The latest release from pianist Bill O’Connell is generic in name only. In many ways, it’s a distinctly personal statement, inspired by the recent passing of flutist Dave Valentin and drummer Kim Plainfield, the legacy of significant influences (Monk and Jobim, as well as O’Connell’s mother), and the opportunity to cast a seasoned trio, featuring electric bassist Lincoln Goines and drummer Robby Ameen, in a series of shifting lights. Enter trumpeter Randy Brecker, trombonist Conrad Herwig, tenor saxophonist Craig Handy, flutist Andrea Brachfeld, and guitarist Dan Carillo. O’Connell’s Fender Rhodes also contributes colors and contrasts, adding soulfully evocative touches to the self-penned, Brazilian-flavored “It’s OK” and the lighthearted Monk salute “Tip Toes.”
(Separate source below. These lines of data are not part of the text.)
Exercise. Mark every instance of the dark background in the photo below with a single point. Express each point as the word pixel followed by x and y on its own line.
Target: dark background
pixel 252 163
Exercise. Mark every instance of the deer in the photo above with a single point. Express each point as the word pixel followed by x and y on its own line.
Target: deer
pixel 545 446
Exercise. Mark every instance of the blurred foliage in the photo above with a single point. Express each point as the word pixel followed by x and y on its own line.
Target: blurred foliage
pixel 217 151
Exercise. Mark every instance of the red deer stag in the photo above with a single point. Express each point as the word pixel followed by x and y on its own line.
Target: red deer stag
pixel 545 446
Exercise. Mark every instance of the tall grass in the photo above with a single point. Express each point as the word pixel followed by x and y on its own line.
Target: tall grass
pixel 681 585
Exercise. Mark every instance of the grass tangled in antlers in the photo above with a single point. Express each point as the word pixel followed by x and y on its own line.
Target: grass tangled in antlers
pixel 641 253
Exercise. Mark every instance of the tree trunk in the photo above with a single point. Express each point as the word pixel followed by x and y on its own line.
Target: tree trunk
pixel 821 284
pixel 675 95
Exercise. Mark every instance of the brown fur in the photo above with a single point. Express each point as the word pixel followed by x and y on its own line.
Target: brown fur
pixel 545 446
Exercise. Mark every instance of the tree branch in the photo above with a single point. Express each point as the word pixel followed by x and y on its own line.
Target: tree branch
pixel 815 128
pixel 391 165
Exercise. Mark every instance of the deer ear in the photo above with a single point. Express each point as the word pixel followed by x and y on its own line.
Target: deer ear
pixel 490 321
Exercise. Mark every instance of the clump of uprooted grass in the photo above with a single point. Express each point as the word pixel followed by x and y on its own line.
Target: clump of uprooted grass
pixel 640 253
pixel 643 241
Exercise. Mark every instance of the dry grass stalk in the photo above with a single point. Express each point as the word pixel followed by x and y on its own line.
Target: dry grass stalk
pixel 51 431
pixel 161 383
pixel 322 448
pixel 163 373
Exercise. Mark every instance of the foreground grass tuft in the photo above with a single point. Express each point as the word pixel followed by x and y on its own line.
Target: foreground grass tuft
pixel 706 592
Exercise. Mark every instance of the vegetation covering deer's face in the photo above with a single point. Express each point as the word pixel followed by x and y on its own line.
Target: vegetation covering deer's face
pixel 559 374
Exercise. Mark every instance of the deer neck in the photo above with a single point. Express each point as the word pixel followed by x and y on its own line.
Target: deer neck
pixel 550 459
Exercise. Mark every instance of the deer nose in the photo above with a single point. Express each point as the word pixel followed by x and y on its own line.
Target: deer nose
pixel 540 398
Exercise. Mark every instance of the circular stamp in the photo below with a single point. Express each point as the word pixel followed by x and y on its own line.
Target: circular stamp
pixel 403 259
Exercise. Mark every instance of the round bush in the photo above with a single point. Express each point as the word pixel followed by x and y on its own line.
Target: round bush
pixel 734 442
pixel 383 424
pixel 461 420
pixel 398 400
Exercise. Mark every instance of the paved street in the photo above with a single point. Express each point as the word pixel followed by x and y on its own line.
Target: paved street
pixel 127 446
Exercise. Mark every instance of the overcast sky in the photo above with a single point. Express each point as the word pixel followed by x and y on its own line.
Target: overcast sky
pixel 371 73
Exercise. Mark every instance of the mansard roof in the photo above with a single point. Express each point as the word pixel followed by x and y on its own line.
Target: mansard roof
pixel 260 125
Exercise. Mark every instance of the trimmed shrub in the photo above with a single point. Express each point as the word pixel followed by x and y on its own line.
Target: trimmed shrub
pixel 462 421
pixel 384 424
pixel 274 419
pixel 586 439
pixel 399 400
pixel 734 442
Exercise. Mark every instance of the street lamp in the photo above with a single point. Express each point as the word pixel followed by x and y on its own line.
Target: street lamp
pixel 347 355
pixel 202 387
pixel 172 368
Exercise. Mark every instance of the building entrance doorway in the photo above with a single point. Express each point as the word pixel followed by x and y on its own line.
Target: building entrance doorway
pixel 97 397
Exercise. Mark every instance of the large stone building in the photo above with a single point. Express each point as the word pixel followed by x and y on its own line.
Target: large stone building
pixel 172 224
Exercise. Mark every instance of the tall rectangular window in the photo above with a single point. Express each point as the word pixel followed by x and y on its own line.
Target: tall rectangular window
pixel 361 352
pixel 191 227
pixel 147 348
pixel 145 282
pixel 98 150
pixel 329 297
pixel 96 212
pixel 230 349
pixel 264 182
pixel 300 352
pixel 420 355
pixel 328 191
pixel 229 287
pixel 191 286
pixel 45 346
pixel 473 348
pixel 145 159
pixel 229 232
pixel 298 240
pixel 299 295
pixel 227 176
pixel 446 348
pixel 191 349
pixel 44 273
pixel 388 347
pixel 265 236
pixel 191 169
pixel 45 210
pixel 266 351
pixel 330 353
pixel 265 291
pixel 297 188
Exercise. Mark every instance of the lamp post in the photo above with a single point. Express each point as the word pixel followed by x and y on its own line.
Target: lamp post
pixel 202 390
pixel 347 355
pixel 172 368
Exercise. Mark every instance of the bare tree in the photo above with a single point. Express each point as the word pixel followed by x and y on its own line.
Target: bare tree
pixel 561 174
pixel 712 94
As the album’s name suggests, melodic and harmonic expression are favored over Latin percussion, but the core trio, sometimes aided by O’Connell’s resounding left-hand jabs and pedal tones, lacks neither muscle nor finesse as it navigates samba, salsa, and funk grooves. Jobim’s “Zingaro,” reconfigured as a waltz, offers a delightful twist, as does O’Connell’s buoyant Latin orchestra-like reprise of “Puttin’ on the Ritz.” Carillo appears on two cuts, including the Plainfield tribute “Goodbye My Friend.” He brightens the tune with sliding sixths and bluesy pentatonics, but not before Brecker, on flugelhorn, delivers a lovely, heartfelt performance. Likewise, the pieces that showcase Handy, Herwig, and Brachfeld sound as if they were designed to do just that. All the while, O’Connell shines, whether displaying a harmonically deft touch or throttling the trio’s exhilarating thrust.